仙台市・東北大学・キリンビールの三者が、連携して進めているプロジェクトで、今年は5人の学生が参加してくださることになりました。

そんなインターンシップの内容を伝える「#杜の都のビール学舎」の第2弾。今回はインターン生たちが、「地域をつくる人」に会いにいくツアーに、キリンビールのnote編集部が同行しました。訪れたのは、日本随一の日本産ホップ生産地(栽培面積全国1位)として知られる岩手県遠野市

キリンビールが求める良質な日本産ホップを栽培している土地です。この遠野では、キリンビールと遠野市が手を組み「ホップの里からビールの里へ」というビジョンを掲げた、地域創生プロジェクトが進んでいます。

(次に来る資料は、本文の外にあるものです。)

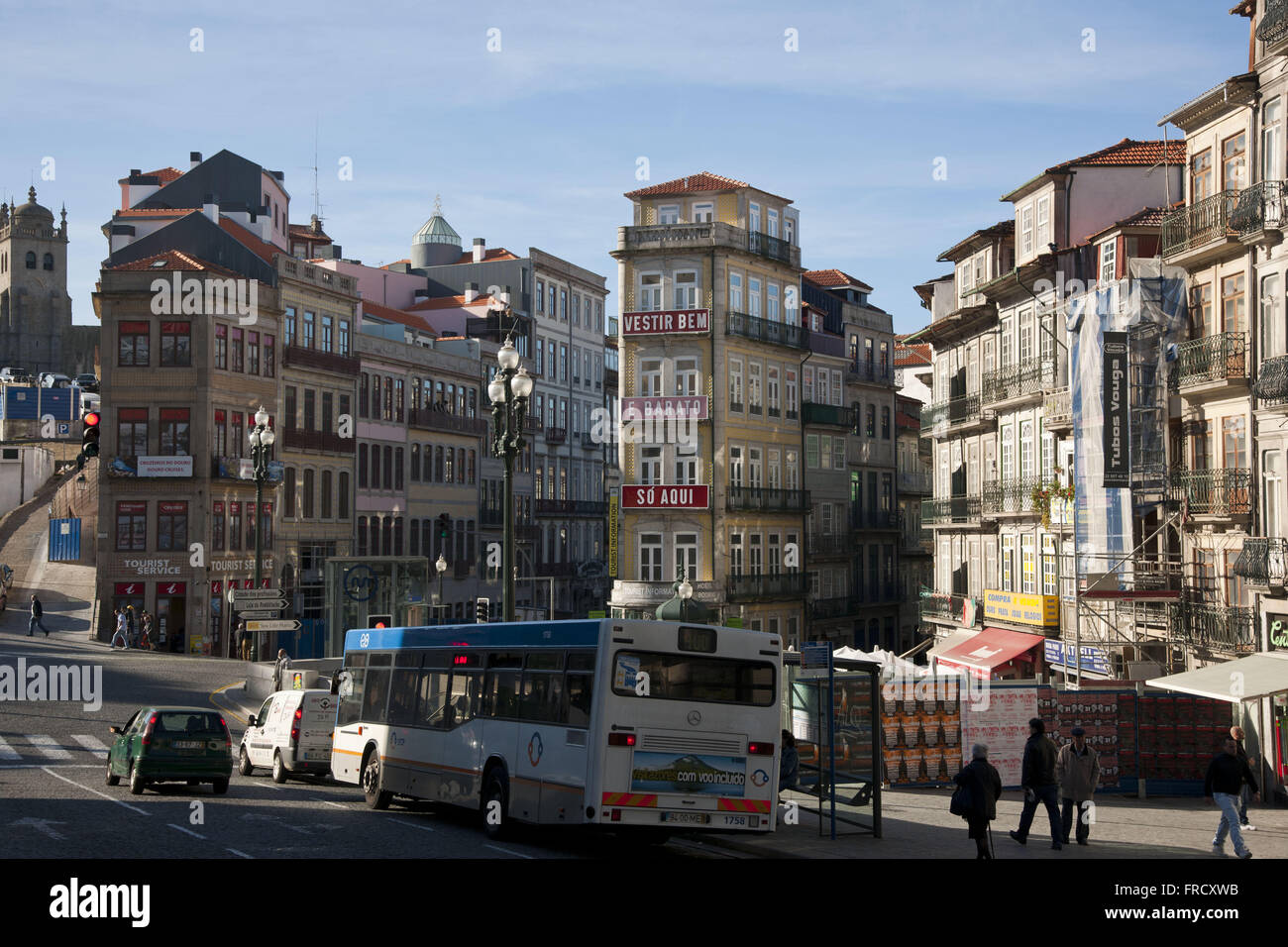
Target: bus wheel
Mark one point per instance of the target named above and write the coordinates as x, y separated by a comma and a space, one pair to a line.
376, 796
494, 805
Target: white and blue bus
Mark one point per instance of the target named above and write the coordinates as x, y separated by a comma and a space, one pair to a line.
616, 723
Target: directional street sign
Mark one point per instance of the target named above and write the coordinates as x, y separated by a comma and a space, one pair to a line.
256, 594
261, 604
274, 625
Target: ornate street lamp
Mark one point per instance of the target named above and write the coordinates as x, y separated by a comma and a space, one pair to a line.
509, 394
262, 438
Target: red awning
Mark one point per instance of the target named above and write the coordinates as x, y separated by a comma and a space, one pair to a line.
988, 650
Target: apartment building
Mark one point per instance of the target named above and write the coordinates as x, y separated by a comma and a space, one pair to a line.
711, 467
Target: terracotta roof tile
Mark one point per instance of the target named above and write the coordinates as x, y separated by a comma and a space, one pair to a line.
833, 277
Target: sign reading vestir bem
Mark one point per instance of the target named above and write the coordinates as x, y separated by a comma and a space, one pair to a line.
1117, 436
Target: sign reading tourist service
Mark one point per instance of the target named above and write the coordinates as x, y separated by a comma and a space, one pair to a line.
666, 496
671, 322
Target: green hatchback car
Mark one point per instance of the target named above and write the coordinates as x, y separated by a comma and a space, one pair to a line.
171, 745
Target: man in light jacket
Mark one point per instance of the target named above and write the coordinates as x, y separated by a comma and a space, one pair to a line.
1078, 771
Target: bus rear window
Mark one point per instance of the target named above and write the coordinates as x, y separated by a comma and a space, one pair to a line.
688, 678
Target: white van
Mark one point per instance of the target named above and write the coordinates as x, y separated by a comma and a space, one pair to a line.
291, 733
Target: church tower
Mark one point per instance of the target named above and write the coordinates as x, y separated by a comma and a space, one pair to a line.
35, 309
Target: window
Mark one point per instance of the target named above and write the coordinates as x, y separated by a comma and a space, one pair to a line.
174, 432
651, 557
133, 344
132, 526
171, 526
132, 432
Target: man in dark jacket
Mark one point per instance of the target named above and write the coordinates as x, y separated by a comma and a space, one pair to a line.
1039, 784
1225, 779
984, 785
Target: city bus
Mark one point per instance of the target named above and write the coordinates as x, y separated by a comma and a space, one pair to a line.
635, 725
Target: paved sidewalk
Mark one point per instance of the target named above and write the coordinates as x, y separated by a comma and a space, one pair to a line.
915, 823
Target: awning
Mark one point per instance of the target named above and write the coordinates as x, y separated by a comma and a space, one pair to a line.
1243, 680
988, 650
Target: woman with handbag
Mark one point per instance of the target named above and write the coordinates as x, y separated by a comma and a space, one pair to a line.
979, 787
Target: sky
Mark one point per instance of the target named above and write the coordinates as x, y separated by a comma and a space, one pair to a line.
531, 119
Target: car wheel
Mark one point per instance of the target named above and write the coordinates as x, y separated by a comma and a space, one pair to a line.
376, 796
494, 805
136, 781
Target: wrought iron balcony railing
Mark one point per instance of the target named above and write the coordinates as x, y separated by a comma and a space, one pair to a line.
1271, 384
1222, 628
1199, 223
1258, 208
1010, 496
953, 411
827, 414
1262, 562
773, 586
1013, 380
1212, 359
765, 330
1214, 492
769, 499
954, 509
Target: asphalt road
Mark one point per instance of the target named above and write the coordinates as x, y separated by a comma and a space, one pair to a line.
54, 801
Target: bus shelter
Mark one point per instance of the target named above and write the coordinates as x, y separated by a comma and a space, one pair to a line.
840, 750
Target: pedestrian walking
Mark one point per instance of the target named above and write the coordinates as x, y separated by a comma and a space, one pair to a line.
1225, 779
279, 669
1078, 771
983, 787
1244, 791
37, 612
1039, 784
120, 630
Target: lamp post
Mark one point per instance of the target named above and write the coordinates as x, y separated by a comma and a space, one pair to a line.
509, 394
262, 438
441, 567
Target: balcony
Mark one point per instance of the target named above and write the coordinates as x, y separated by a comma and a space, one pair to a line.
1198, 231
1273, 29
1218, 493
767, 499
1261, 562
785, 585
870, 372
1212, 361
1010, 497
1260, 209
704, 236
428, 419
1029, 376
1057, 410
827, 414
1271, 384
954, 509
300, 357
824, 608
1218, 628
296, 440
764, 330
962, 410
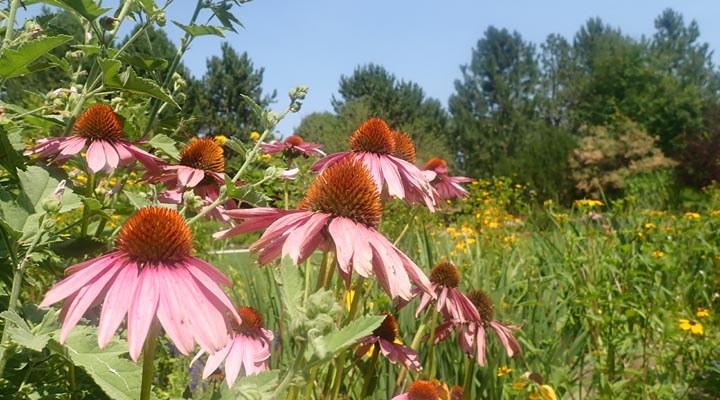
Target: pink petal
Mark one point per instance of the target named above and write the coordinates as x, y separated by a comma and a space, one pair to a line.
96, 156
83, 300
143, 307
116, 303
111, 154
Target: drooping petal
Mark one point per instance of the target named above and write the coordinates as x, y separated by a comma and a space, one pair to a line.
117, 302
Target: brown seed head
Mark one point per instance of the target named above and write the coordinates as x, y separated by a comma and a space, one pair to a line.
156, 234
294, 140
445, 274
252, 321
483, 303
204, 154
345, 189
388, 330
99, 122
422, 390
404, 147
373, 136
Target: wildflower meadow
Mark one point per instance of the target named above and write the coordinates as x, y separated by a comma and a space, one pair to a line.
147, 256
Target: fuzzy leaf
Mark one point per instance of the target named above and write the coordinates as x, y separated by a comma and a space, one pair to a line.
348, 335
89, 9
21, 333
201, 30
118, 377
17, 62
130, 82
166, 144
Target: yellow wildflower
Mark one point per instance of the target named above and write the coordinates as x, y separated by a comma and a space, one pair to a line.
657, 254
694, 327
691, 215
221, 139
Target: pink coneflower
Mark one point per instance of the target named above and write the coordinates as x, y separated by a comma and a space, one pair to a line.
292, 147
201, 169
451, 302
100, 129
375, 145
152, 278
448, 187
248, 348
384, 338
420, 390
340, 212
471, 335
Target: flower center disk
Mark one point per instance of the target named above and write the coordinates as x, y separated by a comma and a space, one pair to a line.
252, 321
204, 154
99, 122
347, 190
483, 303
445, 274
373, 136
422, 390
155, 235
404, 147
388, 329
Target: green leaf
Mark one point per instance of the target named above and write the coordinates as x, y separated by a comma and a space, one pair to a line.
136, 200
201, 30
16, 62
130, 82
165, 144
119, 378
348, 335
9, 157
89, 9
246, 193
21, 333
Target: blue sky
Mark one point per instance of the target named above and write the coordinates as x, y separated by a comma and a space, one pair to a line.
314, 42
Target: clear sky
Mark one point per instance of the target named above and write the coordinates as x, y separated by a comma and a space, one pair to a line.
314, 42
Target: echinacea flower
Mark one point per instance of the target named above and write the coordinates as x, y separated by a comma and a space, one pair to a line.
447, 187
247, 350
453, 303
420, 390
292, 147
340, 212
374, 144
152, 278
694, 327
385, 337
471, 335
100, 129
201, 169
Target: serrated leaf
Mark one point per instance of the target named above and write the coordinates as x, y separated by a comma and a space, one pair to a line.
201, 30
89, 9
246, 193
16, 62
349, 334
129, 81
166, 144
136, 200
21, 334
9, 157
118, 377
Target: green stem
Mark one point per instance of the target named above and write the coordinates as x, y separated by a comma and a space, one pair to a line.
370, 371
467, 382
10, 22
292, 372
15, 295
148, 364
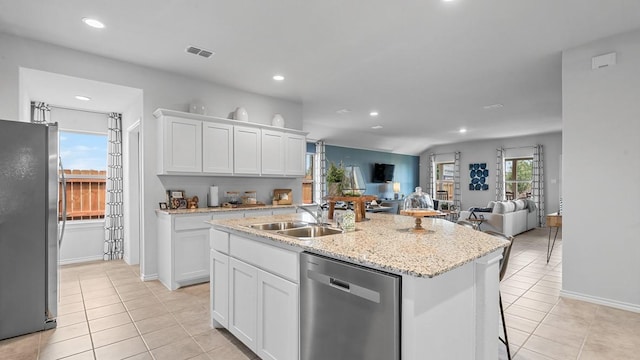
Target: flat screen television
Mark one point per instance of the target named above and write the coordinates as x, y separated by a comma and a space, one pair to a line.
382, 173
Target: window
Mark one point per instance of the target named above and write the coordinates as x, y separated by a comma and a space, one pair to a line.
444, 181
518, 178
307, 181
84, 157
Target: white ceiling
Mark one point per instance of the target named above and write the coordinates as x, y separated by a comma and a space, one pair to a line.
429, 67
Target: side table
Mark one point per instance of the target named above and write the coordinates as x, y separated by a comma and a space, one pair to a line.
553, 221
358, 201
476, 222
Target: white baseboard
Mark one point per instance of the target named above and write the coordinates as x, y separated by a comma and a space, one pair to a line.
79, 260
601, 301
151, 277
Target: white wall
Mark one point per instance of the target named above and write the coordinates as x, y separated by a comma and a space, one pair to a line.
601, 159
161, 90
484, 151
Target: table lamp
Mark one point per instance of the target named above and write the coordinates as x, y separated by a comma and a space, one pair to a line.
396, 190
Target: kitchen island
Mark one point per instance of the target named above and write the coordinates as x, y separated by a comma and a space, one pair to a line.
449, 291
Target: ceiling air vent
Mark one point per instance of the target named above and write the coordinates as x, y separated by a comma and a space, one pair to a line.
199, 51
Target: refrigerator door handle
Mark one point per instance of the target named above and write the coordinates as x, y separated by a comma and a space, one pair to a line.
64, 201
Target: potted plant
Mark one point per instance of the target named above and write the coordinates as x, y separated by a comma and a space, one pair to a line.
335, 174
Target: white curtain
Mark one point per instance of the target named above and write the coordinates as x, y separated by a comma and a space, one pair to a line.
431, 186
500, 154
538, 182
114, 227
40, 112
457, 201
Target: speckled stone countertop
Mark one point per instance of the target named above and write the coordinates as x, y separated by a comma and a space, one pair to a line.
385, 242
222, 209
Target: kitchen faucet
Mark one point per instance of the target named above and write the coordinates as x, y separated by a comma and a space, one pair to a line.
317, 215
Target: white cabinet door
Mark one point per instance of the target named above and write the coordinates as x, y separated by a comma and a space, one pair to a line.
295, 152
182, 145
273, 152
277, 318
191, 259
217, 152
220, 288
246, 150
243, 302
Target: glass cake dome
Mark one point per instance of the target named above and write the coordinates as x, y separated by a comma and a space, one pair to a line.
418, 200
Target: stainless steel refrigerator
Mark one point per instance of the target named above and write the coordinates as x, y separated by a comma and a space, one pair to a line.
28, 227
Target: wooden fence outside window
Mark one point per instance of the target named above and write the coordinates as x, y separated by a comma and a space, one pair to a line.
86, 192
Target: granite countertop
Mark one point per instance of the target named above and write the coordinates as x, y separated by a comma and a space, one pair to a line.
223, 209
385, 242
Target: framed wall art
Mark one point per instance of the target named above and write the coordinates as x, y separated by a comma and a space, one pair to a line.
479, 174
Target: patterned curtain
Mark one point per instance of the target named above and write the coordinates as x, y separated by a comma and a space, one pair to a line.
431, 186
114, 229
500, 154
320, 173
538, 182
457, 201
40, 112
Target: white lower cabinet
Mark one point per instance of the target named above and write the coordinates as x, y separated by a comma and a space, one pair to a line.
243, 302
219, 289
190, 260
277, 320
261, 305
183, 249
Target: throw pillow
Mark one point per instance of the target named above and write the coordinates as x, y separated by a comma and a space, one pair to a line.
498, 208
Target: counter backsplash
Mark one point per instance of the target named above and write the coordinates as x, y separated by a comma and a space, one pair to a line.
199, 186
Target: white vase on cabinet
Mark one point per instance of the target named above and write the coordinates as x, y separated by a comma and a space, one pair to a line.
241, 114
277, 121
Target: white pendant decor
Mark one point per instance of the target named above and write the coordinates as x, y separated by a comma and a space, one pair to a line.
277, 121
241, 114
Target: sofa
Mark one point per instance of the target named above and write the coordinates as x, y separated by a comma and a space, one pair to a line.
510, 217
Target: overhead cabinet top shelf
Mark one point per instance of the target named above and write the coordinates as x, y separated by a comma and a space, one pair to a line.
186, 115
193, 144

今回は、ホップで鮮やかなグリーンに染まる遠野を訪れ、遠野に移住し、ビールを軸にした地域課題の解決に取り組む田村淳一さんにお話を伺い、地域との関わりや地域で働くということについて考えました。

BrewGoodの田村淳一

【プロフィール】田村 淳一
和歌山県田辺市出身。大学卒業後、リクルートに入社。新規事業の立ち上げや法人営業に携わる。2016年に退職し、遠野市に移住。2017年に同じく移住した仲間と株式会社遠野醸造を共同創業設立し、2018年5月に醸造所併設のパブ遠野醸造TAPROOMをオープン。また、2018年10月、株式会社BrewGoodを立ち上げ、ホップとビールによるまちづくりの推進、新たな産業創出を行っている。遠野市在住歴5年。
Twitter:https://twitter.com/tam_jun

東北大学連携インターンシップ参加学生

東北大学連携インターンシップ参加の学生。左から、三浦さん、加藤さん、山田さん、内ヶ崎さん、今野さん。


初めて見るホップ畑

ホップ畑を見学するインターン参加学生

インターン生たちが最初にやってきたのは、収穫を直前に控えた遠野のホップ畑。出迎えてくれたのは、5メートルの高さにまで成長したホップの蔓と、たわわに咲き誇る毱花でした。

咲き誇るホップ

7月にキリンビール仙台工場を訪れたインターン生たち。そこではビールの製造方法や歴史を学び、『一番搾り』や『一番搾り とれたてホップ生ビール』が造られる現場を見学してきました。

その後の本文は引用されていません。